I tried to take this in my stride, telling myself that the compliments when they came would be sweeter for the wait. Buttering people up had always been my bread and butter, and I wasn’t going to be cured of the habit just because I’d been fed a mouthful of dry crumbs. ‘I’ll try my hardest, sir. And sir? Since
Ecke
is the German word for corner and
Stein
is the German for stone, perhaps you, Mr Eckstein, will be the cornerstone of my German education?’ I had been practising this little aria of flattery for days.

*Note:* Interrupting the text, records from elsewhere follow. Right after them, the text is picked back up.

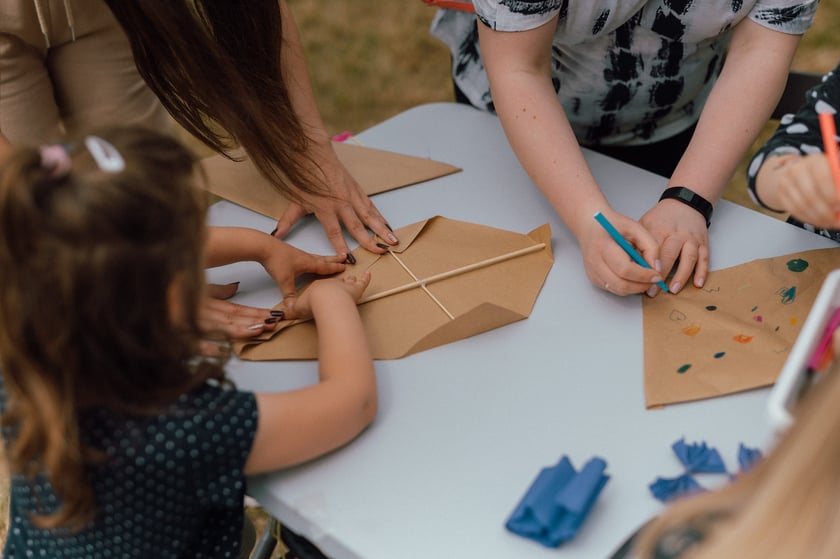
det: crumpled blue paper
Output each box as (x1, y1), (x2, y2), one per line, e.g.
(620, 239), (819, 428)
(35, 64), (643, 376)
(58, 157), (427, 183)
(648, 473), (705, 503)
(738, 443), (762, 472)
(505, 456), (609, 547)
(671, 438), (726, 474)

He gave a grunt. ‘Not unless you dig down into the rubble of what you think you know, and lay some proper foundations. Your accent is
execrable
.’ I knew it could hardly be so bad, since the native tones of Gisela Schmidt, star physiotherapist of CRX, throbbed behind every syllable, but I had to salute the mileage Eckstein got from the packed consonants of his chosen adjective. ‘You’ll never be any good unless you can get yourself to Germany and stay there until it all sinks in.’ He didn’t acknowledge with his tone that there could be any excuse but laziness for my not heading immediately to Germany, and getting stuck in to the sort of
Deutsches Leben
they don’t tell you about in
Deutsches Leben
or any other book, German Life away from the page.

Eckstein belonged to a strange category of teacher, those who can frogmarch pupils to excellence without ever sullying their mouths with a single word of praise. One of his tricks was to say to a pupil, ‘With all due respect,’ adding with no change of tone: ‘which is none.’ Following up a standard piece of wheedling good manners with some bad manners all his own. He was extremely unpopular. I loved him from the first.

One bit of regression connected with living at home was my lack of bathroom discipline. I can’t fault the National Health Service, which provided me with some equipment at about this time, by paying for a wheeled commode made to my measure. I even remember the name of the man who made it, a Mr Heard. After the trouble he went to, it’s only right to commemorate him. It was such a pleasure to have something that really was tailored to my requirements – even NHS hips seemed to be off the peg. I wish Mr Heard had made those! But I was happy enough with my trolley upholstered in maroon leatherette.